Başka bir dağcı hikayesi daha, unutulmaz anlarla dolu bir dramı gözler önüne serdi. Geçtiğimiz hafta sonu, yerel dağcı Ali Yıldırım, zorlu bir tırmanış gerçekleştirmek üzere yalnız başına yola çıktı. Tırmanışın heyecanı ve özgürlüğü, onu yüksek dağların zirvelerine ulaştırmaya çalışan birçok dağcının hissettiği duygulardı. Ancak Ali, dağın tehlikeleriyle yüzleşmeden önce hiçbir şeyin tam olarak planladığı gibi gitmeyeceğini bilemezdi.
Yıldırım, yüksek irtifa ve zorlu hava koşulları nedeniyle bir süre sonra geri dönme kararı aldı. Ancak köye geri dönerken, cep telefonunun dağcılık günlüğünü ve önemli anılarını kaydetmiş olduğunu hatırladı. Bu uyku tulumunu, kampa çıkardıktan sonra yeniden tırmanmak üzere hazırlamış olduğu için, telefonu almak için geri dönmeye karar verdi. Düşüncesi basitti: Kısa bir yolculuk ve sonra güvenli bir şekilde köyüne dönüş. Fakat düşündüğü gibi gelişmeyen olaylar, onu tekrar zorlu bir mücadeleye sürükledi.
Ali, geri döndüğünde aniden beklenmedik bir fırtınayla karşılaştı. Kısa sürede kötüleşen hava koşulları ve donma riski onu geri dönmeye zorladı. Ama iş işten geçmişti; gözden kaybolmuş ve mahsur kalmıştı. Artık orada mahsur kalmış bir dağcı olarak, hayatta kalmak için savaşıyordu. Çaresizlik içinde, kaybolduğu bölgedeki araziyi incelemeye başladı ve en kısa yoldan köyüne geri dönmeye çalışıyordu. Ancak dağın sert yüzeyi ve yoğun kar yağışı, onu çetin bir mücadeleye soktu.
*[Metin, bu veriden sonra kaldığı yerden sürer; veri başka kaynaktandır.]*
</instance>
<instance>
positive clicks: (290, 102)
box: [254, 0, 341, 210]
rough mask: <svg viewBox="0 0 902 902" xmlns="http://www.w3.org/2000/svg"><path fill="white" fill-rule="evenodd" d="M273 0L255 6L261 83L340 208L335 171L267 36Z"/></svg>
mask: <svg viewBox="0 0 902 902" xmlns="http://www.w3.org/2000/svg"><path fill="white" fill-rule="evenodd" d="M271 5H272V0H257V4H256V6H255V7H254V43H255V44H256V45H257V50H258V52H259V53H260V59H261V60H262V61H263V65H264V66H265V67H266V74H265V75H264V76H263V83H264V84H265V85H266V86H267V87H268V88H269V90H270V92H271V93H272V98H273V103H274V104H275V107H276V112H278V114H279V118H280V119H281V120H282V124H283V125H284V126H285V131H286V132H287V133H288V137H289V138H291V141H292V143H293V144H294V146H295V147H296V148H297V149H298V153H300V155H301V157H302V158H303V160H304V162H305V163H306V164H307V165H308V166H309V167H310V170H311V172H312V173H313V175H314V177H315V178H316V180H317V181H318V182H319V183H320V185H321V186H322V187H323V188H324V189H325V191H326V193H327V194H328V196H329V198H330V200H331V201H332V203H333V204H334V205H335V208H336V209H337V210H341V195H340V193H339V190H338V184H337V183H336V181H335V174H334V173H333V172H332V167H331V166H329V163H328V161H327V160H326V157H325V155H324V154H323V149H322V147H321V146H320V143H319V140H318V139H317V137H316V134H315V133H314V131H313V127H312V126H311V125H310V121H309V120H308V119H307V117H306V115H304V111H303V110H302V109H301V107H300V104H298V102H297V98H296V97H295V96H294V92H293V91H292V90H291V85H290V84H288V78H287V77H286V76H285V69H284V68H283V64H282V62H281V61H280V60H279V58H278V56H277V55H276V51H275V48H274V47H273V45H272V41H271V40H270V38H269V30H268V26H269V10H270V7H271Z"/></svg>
İlk kurtarma girişimi, Ali'nin telefon sinyalinin bulunduğu yerden gerçekleştirildi. Ekipler, 4 gün süren mücadele sırasında çeşitli zorluklarla karşı karşıya kaldı. Birçok personel, hemen hemen tüm gün boyunca dağda yürüyerek, mahsur kalan dağcıyı bulmak için çaba harcadı. Nihayet, kurtarma ekipleri Ali’ye ulaştığında büyük bir sevinç içinde olduklarını belirttiler. Ali’nin durumu oldukça kritikti fakat hayatta kalma umudu tam olarak kaybolmamıştı.
Nihayetinde Yıldırım, ekiplerle birlikte güvenli bir şekilde aşağıya indirilerek hastaneye götürüldü. Orada, sorgulanan sağlık durumu ve kendine gelmesi de dahil olmak üzere bir dizi değerlendirme yapıldı. Ali, yaşadığı deneyimi anlattığında, kendisini kurtarmaya çalışan ekibe teşekkür etti. Fakat hayatta kalmak için verilen bu büyük savaş, aynı zamanda onu tekrar dağa geri döner mi sorusunu da gündeme getirdi.
Ali Yıldırım’ın hikayesi, hem dağcılık tutkunları hem de maceraperestler için önemli bir ders niteliği taşıyor. Dağcılığın getirdiği tüm heyecan ve özgürlüğün yanında, dağların tehlikeleri ve karar verme süreçlerinin de çok iyi düşünülmesi gerektiğini gösterdi. Aksine, bir kararın sonucu, bu tür durumlarla karşı karşıya kalmayı getirebilir. Hayatta kalma mücadelesi, sadece Ali için değil, tüm dağcılar ve doğaseverler için bir dönüm noktası oluşturacak.
Ali’nin hikayesi, dağcıların her zaman dikkatli olmaları ve dağa çıkmadan önce tüm tedbirleri almaları gerekliliğini bir kez daha gözler önüne seriyor. Onun hikayesi, umarız ki başka dağcıların da yanlış kararlar vermesinin önüne geçen bir örnek olur.